Алёнушка бездумно любовалась этим, смотрела, как льётся вода, и вдруг что-то зашумело наверху. Всё в ней оборвалось, онемело. Ужас, сжавший всю её, объявил, что всё кончено, и холод, падающий сверху, будет всегда, и снег завалит Алёнушку с головой, насмерть.
Но снежная лавина с крыши сошла, Алёнушка открыла глаза. Вокруг всё так же сияло солнце, рядом с лицом лежал снег, и его можно было бы лизнуть, открой только рот. А страх прошёл. Она зашевелилась, задвигала руками, ногами и выбралась из сугроба, едва её не скрывавшего.
Ужас исчез, будто его не бывало, она тогда хмыкнула, не зная, то ли плакать, то ли смеяться, и вот так — полуплача и полусмеясь — выбралась из сугроба. А потом уж рассмеялась над собой, освобождённо и счастливо — ведь на неё не страх упал, а только его шутливое подобие!

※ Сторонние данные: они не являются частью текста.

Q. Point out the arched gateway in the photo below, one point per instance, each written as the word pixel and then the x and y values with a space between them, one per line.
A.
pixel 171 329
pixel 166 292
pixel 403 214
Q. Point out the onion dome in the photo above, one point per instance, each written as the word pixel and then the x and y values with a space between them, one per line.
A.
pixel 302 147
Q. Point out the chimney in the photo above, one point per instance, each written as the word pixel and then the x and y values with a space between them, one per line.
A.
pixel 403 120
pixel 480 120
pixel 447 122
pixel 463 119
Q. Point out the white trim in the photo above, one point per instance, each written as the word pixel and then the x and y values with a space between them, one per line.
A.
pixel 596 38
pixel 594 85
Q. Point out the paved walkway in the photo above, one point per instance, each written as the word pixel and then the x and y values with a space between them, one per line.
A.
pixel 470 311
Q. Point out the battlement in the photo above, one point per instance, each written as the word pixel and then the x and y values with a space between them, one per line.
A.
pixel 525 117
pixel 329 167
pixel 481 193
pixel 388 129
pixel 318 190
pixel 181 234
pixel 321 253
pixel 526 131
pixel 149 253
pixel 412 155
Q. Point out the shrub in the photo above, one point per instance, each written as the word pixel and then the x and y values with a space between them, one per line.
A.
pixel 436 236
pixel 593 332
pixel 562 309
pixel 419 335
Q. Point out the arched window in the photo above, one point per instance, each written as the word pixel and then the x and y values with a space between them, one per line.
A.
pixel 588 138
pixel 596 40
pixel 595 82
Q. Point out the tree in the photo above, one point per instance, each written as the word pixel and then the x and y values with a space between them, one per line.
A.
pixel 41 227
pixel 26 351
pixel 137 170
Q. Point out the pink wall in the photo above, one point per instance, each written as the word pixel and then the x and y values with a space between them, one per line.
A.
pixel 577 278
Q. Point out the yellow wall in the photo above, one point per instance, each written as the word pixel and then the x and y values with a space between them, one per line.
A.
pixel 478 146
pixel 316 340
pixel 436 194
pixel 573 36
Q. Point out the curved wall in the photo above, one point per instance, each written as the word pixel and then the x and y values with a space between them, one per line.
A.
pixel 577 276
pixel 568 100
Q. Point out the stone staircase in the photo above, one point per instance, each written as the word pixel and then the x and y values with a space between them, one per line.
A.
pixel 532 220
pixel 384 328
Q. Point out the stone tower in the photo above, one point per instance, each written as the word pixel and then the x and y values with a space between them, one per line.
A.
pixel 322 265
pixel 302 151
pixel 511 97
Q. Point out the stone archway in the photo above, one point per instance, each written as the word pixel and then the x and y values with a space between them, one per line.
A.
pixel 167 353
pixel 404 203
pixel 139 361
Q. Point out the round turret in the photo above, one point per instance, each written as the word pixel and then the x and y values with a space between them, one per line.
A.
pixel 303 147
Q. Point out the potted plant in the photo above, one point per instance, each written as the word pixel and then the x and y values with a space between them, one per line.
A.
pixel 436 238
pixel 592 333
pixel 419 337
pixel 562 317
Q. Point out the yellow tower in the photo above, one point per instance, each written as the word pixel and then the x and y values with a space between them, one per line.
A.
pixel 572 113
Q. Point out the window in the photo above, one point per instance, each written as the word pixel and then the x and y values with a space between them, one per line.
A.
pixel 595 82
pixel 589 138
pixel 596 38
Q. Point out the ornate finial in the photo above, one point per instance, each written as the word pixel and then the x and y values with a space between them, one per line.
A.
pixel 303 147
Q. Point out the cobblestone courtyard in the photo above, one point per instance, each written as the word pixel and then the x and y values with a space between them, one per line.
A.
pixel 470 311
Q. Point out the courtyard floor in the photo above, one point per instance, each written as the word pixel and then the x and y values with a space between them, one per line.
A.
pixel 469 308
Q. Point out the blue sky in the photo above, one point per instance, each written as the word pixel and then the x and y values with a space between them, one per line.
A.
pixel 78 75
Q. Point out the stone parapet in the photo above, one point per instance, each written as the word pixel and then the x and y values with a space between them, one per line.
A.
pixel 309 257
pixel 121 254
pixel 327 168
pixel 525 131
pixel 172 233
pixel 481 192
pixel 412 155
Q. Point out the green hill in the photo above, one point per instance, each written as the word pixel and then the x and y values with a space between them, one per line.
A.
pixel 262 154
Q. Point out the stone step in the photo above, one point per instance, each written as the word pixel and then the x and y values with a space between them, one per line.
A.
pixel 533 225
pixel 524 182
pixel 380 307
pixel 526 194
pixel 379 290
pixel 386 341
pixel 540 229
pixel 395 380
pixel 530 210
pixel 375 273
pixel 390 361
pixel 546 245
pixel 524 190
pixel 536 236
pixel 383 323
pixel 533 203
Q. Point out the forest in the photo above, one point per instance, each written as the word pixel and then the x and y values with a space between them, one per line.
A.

Но вот то краткое время — когда на тебя летит снежный вал, заваливаясь за шиворот и ударяясь в лицо, — она запомнила как нечто нежданное, всегда готовое свалиться сверху, вбросить в скорый ужас, после которого хочется и плакать, и смеяться разом.
Она и плакала, и смеялась, пока Вилли, вдруг посерьёзнев, растеряв солидность и уверенность, сначала шагал по их комнате, потом шагал по каминному залу, потом уходил и возвращался, пока не объявил:
— Тебя хочет увидеть мой дядя!
— Кто? — удивилась она.
— Начальник здешних лагерей. Я тебе говорил, что это друг моего отца, но он мой дядя. И они учились с моим отцом в одной школе, только дядя моложе. Я всё устрою. А ты не бойся!